AccueilLa UNETunis : Plus de 75% des jeunes travaillent dans le commerce parallèle

Tunis : Plus de 75% des jeunes travaillent dans le commerce parallèle

Le péril que représente le commerce parallèle constitue un grand risque pour l’Etat et pour la santé publique. L’exemple le plus probant est celui de la contrebande des drogues et des stupéfiants qui sont extrêmement nocifs à la santé. A cela s’ajoutent les produits qui ne répondent pas aux critères imposés par le contrôle sanitaire du fait qu’ils sont importés en dehors des bureaux de la douane. Les faits de la contrebande peuvent également porter sur des armes, ce qui représente aussi un danger majeur vu le climat d’insécurité qui règne dans le pays.

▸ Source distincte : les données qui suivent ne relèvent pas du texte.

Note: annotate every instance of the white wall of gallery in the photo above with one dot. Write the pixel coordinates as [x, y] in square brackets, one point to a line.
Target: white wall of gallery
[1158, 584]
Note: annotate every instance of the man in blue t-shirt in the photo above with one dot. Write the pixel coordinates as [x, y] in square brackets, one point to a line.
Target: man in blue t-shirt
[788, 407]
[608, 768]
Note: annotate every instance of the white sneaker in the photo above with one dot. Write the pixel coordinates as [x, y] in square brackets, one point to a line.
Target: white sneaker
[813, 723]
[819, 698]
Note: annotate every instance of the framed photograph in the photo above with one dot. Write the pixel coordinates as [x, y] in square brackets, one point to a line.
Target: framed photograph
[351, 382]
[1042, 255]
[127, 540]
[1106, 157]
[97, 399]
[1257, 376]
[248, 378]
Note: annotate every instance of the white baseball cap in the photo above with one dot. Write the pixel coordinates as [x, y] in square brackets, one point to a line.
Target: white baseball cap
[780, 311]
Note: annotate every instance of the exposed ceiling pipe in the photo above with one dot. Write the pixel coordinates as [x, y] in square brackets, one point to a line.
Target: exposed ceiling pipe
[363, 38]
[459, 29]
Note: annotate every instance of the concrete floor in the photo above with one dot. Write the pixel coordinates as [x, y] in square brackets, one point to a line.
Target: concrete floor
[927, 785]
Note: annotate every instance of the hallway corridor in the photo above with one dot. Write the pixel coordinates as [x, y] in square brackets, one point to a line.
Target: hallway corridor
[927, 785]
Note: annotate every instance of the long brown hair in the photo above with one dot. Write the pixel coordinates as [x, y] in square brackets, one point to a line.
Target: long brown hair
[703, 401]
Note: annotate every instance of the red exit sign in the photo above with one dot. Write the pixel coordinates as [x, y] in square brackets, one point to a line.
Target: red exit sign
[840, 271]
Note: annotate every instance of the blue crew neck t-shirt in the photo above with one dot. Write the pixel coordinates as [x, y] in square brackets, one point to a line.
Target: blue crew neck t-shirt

Dans une déclaration  accordée ce lundi à Africanmanager, le Colonel de la Douane  chargé du volet terrorisme, contrebande et blanchiment d’argent,  Lassad Bechoual, a affirmé que le phénomène de la contrebande a enregistré une baisse notable, passant de 43% durant les premières années de la révolution à environ 20% en 2015. « C’est un indice positif d’autant plus que les structures relevant de la douane ont réussi  à procurer des milliards aux caisses de l’Etat », a indiqué Bechoual avant d’annoncer  la saisie d’une grande quantité de produits divers et la découverte de plusieurs entrepôts d’armes».

En effet, la douane a procuré durant cette année des recettes de plus de 4500 millions de dinars aux caisses de l’État, soit une évolution de 30% par rapport à 2014, a-t-il  ajouté, se disant  optimiste pour la période à venir. « L’amélioration de la situation sécuritaire est le résultat d’un travail accompli non seulement par la douane, mais aussi par les autres corps de sécurité », a-t-il poursuivi.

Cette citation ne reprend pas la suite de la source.